UA Study: Toxic, Liquefied Tissues Can Damage Brain For Months After Stroke

By Nicholas Gerbis
Published: Monday, February 26, 2018 - 5:05am
Updated: Tuesday, February 27, 2018 - 12:07pm

Audio icon Download mp3 (1.35 MB)

For stroke survivors, brain injury doesn't always stop when the stroke has passed. Now, researchers at University of Arizona and Stanford University School of Medicine have moved one step closer to understanding why.

The study was published online in Neurobiology of Disease in January and will appear in the April 2018 print edition.

Like any other area of the body, the brain deals with damage via white blood cells that "eat" dead tissue, which is soon swept away and replaced with new cells. But in the brain, this process produces a thick liquid that can persist for months.

"In other tissues, following injury — for instance, the heart following a myocardial infarction — the inflammatory response, the blood cells, eat the dead tissue, and then they leave, they go about their way and the inflammatory response is resolved," said UA immunobiologist Kristian Doyle, who worked on the study.

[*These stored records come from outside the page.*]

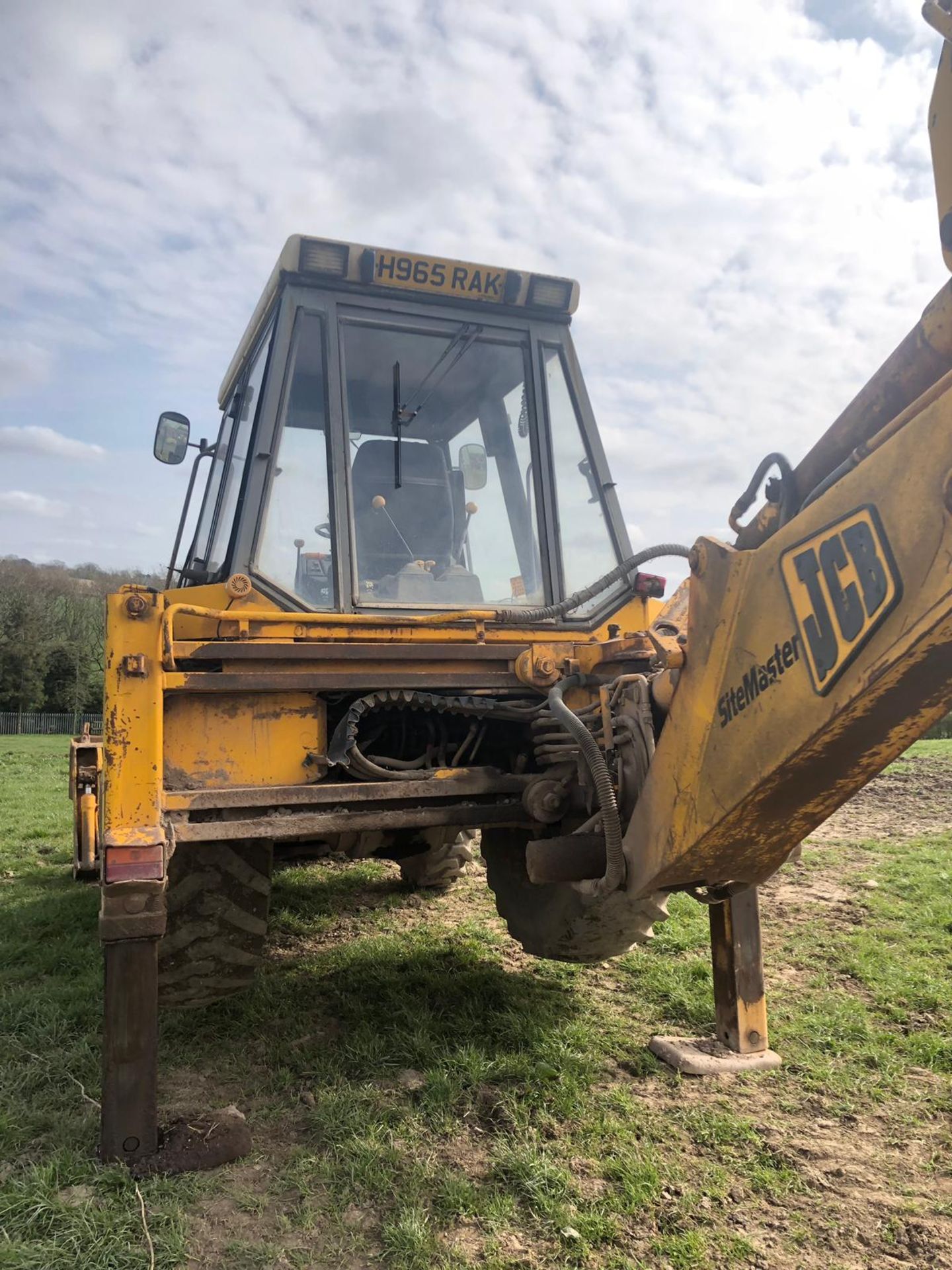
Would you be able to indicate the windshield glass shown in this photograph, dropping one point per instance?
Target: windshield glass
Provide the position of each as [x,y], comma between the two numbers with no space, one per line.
[295,548]
[441,468]
[587,545]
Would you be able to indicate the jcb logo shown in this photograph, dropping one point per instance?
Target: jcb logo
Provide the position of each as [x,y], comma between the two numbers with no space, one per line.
[842,583]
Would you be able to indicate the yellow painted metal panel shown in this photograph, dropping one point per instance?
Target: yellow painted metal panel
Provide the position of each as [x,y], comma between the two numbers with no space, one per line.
[752,756]
[132,719]
[257,738]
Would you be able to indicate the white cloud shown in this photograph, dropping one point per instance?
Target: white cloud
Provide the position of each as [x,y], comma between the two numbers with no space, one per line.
[34,440]
[32,505]
[743,189]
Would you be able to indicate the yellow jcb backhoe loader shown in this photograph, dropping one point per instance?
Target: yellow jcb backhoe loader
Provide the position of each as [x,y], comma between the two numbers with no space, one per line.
[409,611]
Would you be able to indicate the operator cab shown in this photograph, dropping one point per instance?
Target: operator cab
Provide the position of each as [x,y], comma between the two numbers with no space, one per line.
[403,431]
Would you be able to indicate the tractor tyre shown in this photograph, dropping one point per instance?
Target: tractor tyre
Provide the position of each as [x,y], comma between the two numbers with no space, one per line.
[554,920]
[218,904]
[444,864]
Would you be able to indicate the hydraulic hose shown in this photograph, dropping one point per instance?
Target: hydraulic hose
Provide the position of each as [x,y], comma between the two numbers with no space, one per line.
[526,616]
[602,778]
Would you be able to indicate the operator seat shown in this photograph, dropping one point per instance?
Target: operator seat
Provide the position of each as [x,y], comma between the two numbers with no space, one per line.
[422,508]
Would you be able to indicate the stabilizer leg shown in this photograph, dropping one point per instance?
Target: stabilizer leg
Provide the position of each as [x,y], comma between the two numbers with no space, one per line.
[740,1006]
[130,1115]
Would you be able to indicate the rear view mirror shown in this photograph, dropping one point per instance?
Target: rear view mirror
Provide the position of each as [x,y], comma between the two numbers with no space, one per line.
[172,437]
[473,464]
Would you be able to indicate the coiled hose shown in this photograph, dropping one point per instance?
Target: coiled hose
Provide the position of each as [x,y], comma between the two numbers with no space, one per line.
[524,616]
[602,778]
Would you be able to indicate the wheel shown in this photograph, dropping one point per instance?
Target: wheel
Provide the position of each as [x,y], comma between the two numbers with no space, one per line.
[218,900]
[442,864]
[554,920]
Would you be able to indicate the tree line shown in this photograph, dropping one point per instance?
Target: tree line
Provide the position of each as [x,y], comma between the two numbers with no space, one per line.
[52,630]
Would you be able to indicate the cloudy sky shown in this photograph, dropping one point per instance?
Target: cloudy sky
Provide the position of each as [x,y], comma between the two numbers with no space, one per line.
[743,189]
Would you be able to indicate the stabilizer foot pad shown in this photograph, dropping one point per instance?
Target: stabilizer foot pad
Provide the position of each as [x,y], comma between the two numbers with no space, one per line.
[196,1143]
[705,1057]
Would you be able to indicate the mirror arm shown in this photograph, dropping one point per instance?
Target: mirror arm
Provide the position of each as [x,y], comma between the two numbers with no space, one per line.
[204,450]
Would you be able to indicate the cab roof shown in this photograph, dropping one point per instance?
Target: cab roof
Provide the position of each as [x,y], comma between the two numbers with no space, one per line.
[374,270]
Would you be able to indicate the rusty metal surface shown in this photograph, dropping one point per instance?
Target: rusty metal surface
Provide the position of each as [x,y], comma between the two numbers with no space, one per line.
[710,1057]
[376,675]
[130,1118]
[337,651]
[132,911]
[243,738]
[573,857]
[315,825]
[736,956]
[447,783]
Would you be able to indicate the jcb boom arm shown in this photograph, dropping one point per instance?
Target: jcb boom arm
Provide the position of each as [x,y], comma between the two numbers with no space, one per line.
[813,661]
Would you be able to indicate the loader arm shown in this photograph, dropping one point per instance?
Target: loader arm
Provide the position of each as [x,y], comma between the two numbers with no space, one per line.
[811,662]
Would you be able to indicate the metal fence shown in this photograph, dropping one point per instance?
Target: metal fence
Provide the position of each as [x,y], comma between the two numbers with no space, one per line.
[34,723]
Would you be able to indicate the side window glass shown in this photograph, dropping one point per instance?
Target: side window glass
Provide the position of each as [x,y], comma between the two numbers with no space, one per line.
[295,548]
[459,527]
[586,540]
[197,558]
[237,461]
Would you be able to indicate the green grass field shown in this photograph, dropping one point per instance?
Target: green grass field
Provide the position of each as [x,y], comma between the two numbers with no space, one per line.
[423,1095]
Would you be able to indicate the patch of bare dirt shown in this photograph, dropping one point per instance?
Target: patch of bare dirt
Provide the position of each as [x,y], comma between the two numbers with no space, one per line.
[906,800]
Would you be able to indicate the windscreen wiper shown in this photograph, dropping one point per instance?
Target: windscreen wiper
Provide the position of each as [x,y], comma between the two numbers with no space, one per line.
[405,413]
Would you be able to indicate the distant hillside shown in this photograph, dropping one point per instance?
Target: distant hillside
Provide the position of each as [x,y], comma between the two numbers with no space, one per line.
[52,622]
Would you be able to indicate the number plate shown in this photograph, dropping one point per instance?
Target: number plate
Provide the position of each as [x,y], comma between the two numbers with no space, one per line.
[842,583]
[437,276]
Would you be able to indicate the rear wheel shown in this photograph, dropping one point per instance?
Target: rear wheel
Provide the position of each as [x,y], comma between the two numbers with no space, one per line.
[218,901]
[554,920]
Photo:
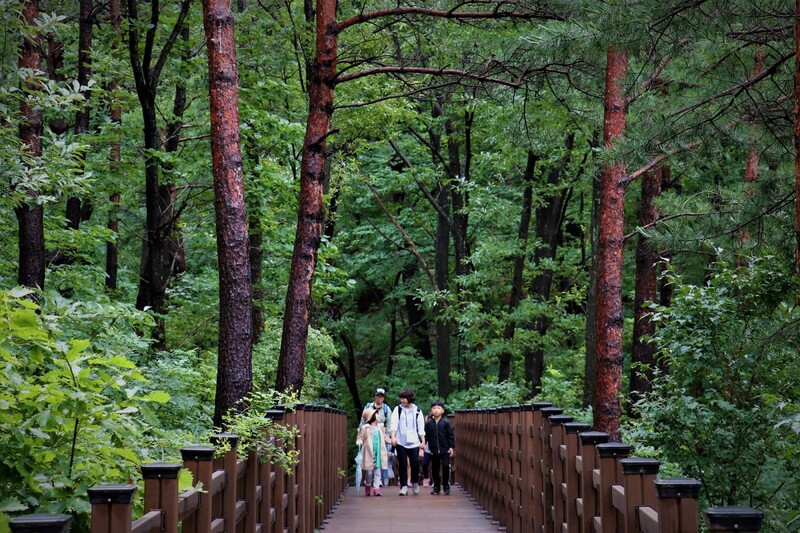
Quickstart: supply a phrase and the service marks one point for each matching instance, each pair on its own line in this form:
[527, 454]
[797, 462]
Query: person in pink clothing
[374, 457]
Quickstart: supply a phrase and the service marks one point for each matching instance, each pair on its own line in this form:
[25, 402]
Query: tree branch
[408, 240]
[424, 70]
[650, 165]
[451, 14]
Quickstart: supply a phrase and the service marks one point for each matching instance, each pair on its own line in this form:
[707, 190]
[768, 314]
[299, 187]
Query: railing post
[229, 461]
[199, 461]
[587, 505]
[112, 508]
[546, 463]
[608, 456]
[278, 487]
[571, 479]
[639, 473]
[161, 492]
[41, 523]
[677, 504]
[557, 439]
[733, 519]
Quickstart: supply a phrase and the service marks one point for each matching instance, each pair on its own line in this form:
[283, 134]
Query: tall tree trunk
[609, 318]
[311, 212]
[76, 209]
[549, 220]
[234, 373]
[30, 215]
[115, 154]
[797, 134]
[146, 72]
[590, 363]
[751, 165]
[504, 370]
[643, 351]
[174, 251]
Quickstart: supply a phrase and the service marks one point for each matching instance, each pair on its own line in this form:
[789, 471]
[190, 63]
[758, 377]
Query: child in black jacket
[439, 435]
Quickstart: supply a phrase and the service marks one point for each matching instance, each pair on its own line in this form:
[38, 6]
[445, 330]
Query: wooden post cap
[551, 411]
[614, 449]
[733, 518]
[161, 470]
[233, 440]
[577, 427]
[275, 414]
[557, 420]
[197, 453]
[593, 437]
[111, 493]
[41, 523]
[677, 487]
[640, 465]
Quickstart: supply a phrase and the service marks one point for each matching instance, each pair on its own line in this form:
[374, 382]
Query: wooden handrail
[230, 494]
[533, 469]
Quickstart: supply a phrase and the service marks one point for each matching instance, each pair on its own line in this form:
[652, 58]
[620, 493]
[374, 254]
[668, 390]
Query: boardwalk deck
[392, 513]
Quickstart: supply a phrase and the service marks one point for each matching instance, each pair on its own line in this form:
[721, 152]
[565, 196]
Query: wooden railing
[233, 495]
[531, 468]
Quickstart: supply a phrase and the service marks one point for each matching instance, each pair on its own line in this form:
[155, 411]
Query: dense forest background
[490, 202]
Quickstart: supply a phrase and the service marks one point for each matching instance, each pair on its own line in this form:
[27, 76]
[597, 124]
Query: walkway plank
[392, 513]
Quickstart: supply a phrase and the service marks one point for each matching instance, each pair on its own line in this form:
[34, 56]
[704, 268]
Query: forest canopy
[210, 206]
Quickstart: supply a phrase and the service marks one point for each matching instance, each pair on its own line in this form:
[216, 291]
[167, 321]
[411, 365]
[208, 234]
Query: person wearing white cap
[384, 414]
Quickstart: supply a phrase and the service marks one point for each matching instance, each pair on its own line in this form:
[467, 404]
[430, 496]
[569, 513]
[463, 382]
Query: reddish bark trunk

But in the post-stroke brain, immune cells linger, awaiting the slow process of being pumped out through the small paravascular space around blood vessels. While there, they churn out degradative enzymes and other brain-harming molecules. Eventually, concentrations can rise to levels thousands of times the norm.

To protect the surrounding neurons, glial cells — the brain's scaffolding — contain the sludge within a basketlike scar. This scar consists of a layer of star-shaped glial cells called astrocytes, and measures about four to five cells thick.

But no one really knew how long the liquefaction lasted — or how toxic the liquid might be. What if some of it leaked out?

(Photo courtesy of Kristian Doyle, PhD / UA College of Medicine - Tucson)
A time-lapse showing dye injected into a damaged area of the mouse brain seven weeks post-stroke. The dye has spread past the glial scar barrier after six and 12 hours of injection.

"It's kind of an unexplored area of stroke research: exactly why the brain liquefies following stroke, what liquefaction in the brain consists of and how long it lasts, how toxic it is, and how well it's segregated from the rest of the brain," said Doyle.

To understand how much of a threat the liquefied brain might pose to living cells, Doyle and his coauthors tested its effects on mouse brain cells seven weeks following stroke. They then used dye to test how well the brain's protective scar segregated the plaque from the surrounding brain.

"And we found that, if we injected dye into the area of liquefaction, it gets across the scar that forms to seal it from the rest of the brain and into the surrounding brain tissue," said Doyle.

That leakage correlates with the atrophy that can occur for weeks and months following a stroke.

As to why the white blood cells produce so much destructive enzyme, Doyle has identified a surprising suspect: cholesterol.

The brain incorporates a lot of fats into its structure, mainly in the form of myelin, a whitish insulating sheath that boosts the speed of nerve impulses. Myelin is made mainly of proteins and fats.

When immune cells eat dead brain tissue, they bite off more fat than they can chew: The hydrophobic fats simply won't stay dissolved and, as they come out of solution, they form crystals that stab the cells' organelles. This jabbing prompts the immune cells to chronically churn out toxic degradative enzymes, some of which escape the scar.

The leakage could offer one explanation for why one-third of stroke survivors eventually experience dementia.

"It depends where the initial stroke occurred. If it occurred next door to an area important for memory, then the slow, low-grade leak of the molecules present in the area of liquefaction could be causing further injury in the area important to the memory, which is why it could be a driver of dementia," said Doyle.

The leaks produce less of a flood and more of a mild trickle; so, while they might inspire concern, they should not cause panic, says Doyle, who views the findings as an opportunity to improve stroke outcomes.

"What I'm interested in is, can we make the recovery faster and more effective if we can just expedite the removal of the area of liquefaction following stroke?"

Doyle and his colleagues are currently looking into treatments to make the brain build a stronger, more leak-proof scar faster. They are also working on using drugs to mediate cholesterol, which would mitigate the extent to which fats overwhelm immune cells in the brain.